Isla gasped with pain, so sharp she couldn’t even form a sound, like a pike had been driven right through her skull.

Through the agony, her vision was replaced by memories. The ones she had allowed him access to.

She saw herself in the Wildling newland, training with Terra. Being cut to pieces. Injured. Locked away.

Cronan tutted in her mind. “A ruler...being commanded by a mere subject. How shameful.”

She watched as Terra threw down her double swords. As she raised her hands, about to collapse the entire forest atop Isla.

But instead of being crushed—

Isla knelt, grabbed the swords, and cut Terra’s head clean off.

She tensed, watching her guardian’s head hit the ground first, before being joined by her body.

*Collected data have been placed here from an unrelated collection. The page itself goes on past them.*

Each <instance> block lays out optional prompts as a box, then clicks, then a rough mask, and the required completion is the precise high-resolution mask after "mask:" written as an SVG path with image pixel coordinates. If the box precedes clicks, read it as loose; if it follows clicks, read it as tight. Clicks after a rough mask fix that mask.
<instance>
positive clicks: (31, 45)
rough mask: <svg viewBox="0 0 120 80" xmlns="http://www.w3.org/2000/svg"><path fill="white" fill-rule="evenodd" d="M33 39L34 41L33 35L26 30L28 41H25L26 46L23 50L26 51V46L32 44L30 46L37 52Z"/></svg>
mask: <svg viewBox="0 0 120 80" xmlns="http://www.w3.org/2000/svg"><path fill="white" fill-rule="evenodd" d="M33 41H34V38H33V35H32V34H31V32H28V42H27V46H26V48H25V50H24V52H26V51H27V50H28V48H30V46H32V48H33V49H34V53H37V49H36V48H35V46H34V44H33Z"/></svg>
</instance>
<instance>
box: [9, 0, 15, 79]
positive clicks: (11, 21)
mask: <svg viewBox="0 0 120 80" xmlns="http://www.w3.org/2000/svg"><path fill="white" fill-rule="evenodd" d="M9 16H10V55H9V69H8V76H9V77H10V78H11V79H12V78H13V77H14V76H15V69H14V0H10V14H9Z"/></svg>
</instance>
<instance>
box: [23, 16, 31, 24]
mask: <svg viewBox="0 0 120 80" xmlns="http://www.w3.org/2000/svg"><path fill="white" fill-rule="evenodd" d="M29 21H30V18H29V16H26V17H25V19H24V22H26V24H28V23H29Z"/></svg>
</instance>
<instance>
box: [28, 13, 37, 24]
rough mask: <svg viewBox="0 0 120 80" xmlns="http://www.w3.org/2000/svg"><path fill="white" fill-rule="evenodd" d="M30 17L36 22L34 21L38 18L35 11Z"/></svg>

That wasn’t what happened, he—

“That is what you should have done,” Cronan said. “Your teacher failed you.”

He wasn’t just shuffling through her memories. He wasreshapingthem. No—

The scene shifted, and Isla was on Lightlark, at the Centennial. The people of the agora were gawking at her. Whispering to each other. Looking upon her like she was a monster.

Instead of simply walking past them, red burning her cheeks, like she did at the Centennial, the powers Isla hadn’t realized were within her burst forth, and every one of those people were turned to ash.Screams filled the market. Roots were pulled from deep below the island’s crust, rising, shattering stone buildings. The ground rose like a wave, rippling, until the market was no more than a pile of ruin.

Isla watched as her own eyes glowed dark—almost black—and she smiled.